Смена пошла обычным чередом, но весь день она помнила свою утреннюю радость от того, что так же отчетливо, как необъяснимо почувствовала себя частью Москвы.
Алеся просила, чтобы ночные смены и дежурства по выходным ставили ей почаще: и для денег, и просто потому, что спешить домой у нее – пожалуй, в отделении только у нее – не было необходимости. А работу она любила, была от природы вынослива, времени для сна ей требовалось мало, и это тоже от природы. Так почему не брать ночные смены?
– Ты во всех отношениях идеальная медсестра, – говорил Герман Валентинович.
А Ира Янышева, завистница со стервозным характером, всегда уточняла сквозь зубы:
– Идеал эпохи
Ирины слова Алеся пропускала мимо ушей. Вернее, они отскакивали от нее, как град от закаленного стекла. Специально-то она не закалялась, но способность не обращать внимания на тех, кто старается ее уязвить, тоже, видимо, была дана ей от природы. Просто повезло.
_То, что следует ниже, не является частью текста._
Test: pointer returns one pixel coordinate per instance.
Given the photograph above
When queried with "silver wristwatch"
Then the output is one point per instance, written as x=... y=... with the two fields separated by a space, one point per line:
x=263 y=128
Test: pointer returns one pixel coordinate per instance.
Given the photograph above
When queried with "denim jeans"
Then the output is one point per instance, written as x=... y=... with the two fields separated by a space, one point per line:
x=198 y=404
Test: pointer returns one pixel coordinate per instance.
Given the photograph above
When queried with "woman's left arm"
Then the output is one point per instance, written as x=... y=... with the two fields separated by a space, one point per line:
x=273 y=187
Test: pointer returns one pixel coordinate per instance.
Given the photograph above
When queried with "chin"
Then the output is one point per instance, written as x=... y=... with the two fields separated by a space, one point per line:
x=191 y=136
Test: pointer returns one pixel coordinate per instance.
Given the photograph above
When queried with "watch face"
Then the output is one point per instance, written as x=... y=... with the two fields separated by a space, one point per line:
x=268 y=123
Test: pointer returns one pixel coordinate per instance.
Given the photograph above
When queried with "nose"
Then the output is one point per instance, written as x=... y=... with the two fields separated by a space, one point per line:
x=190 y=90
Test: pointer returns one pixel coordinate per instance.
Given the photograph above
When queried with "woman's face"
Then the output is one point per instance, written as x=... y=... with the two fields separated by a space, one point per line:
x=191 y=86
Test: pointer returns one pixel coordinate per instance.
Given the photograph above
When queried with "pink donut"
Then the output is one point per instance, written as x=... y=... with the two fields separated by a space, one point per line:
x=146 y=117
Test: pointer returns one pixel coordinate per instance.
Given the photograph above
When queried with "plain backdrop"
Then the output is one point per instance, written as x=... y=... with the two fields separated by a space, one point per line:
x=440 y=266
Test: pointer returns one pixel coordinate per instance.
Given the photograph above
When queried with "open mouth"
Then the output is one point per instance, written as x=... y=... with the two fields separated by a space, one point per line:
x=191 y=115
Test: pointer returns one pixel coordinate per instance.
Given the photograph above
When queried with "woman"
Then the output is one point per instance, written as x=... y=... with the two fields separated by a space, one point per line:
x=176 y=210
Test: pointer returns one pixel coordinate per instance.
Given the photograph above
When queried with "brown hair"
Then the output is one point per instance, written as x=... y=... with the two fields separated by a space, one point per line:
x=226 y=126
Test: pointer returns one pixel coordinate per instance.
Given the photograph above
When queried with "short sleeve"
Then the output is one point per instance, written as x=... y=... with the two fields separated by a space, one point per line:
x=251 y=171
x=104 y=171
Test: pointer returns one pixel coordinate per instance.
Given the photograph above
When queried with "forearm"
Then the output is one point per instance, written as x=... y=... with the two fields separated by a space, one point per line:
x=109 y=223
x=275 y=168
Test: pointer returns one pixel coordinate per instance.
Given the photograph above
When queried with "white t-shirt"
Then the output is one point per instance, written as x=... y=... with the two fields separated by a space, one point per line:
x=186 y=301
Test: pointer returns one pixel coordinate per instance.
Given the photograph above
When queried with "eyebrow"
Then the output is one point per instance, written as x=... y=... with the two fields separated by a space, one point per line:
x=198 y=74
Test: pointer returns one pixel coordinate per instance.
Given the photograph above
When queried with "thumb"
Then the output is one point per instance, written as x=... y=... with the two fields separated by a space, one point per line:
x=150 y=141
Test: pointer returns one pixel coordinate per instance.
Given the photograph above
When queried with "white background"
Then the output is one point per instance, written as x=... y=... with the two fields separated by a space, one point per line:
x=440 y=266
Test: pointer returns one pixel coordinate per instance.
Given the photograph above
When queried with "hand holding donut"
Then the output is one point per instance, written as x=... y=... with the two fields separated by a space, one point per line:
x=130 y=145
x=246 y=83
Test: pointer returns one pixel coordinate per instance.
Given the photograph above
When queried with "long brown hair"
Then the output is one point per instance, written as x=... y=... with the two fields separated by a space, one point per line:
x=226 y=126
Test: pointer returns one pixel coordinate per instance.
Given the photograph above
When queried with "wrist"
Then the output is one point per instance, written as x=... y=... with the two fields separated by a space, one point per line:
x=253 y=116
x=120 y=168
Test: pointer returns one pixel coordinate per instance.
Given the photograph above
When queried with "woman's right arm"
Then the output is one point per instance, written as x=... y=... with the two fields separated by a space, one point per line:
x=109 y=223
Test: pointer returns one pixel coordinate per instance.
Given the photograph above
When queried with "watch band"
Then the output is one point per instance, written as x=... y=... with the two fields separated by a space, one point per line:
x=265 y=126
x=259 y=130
Она вышла с работы в семь часов. Это было ее любимое время летом. Солнце еще не зашло, но свет уже слабеет, очертания предметов приобретают в таком свете завершенность, а лица – ясность и нежность.
С жильем ничего не прояснилось, но продлилось время для поиска. Ритин роман развивался прекрасно, она переехала к своему Роме в его квартиру на Тишинке и сразу после этого настояла, чтобы Алеся поселилась у нее и искала жилье не второпях, а с разбором.
– Это же глупость несусветная, спешить, когда у меня квартира пустует, – заявила она.
– Ты ее, может, сдашь, – предположила Алеся.
– Как я ее сдам? Во-первых, мама все-таки в город приезжает, во‐вторых… Сейчас у меня с Ромкой все, конечно, очень хорошо. Но полагаться, что всегда так будет… Я, знаешь ли, пуганая ворона.
Ритина осторожность была Алесе понятна. Не то чтобы она тоже чувствовала себя пуганой вороной, совсем нет, просто рациональность была в нее встроена по умолчанию. Игорь называл это взрослостью, сама она считала какой-то кургузостью своей, но как ни называй, а это качество определяло ее жизнь, и каждое его проявление в других людях было ей поэтому понятно.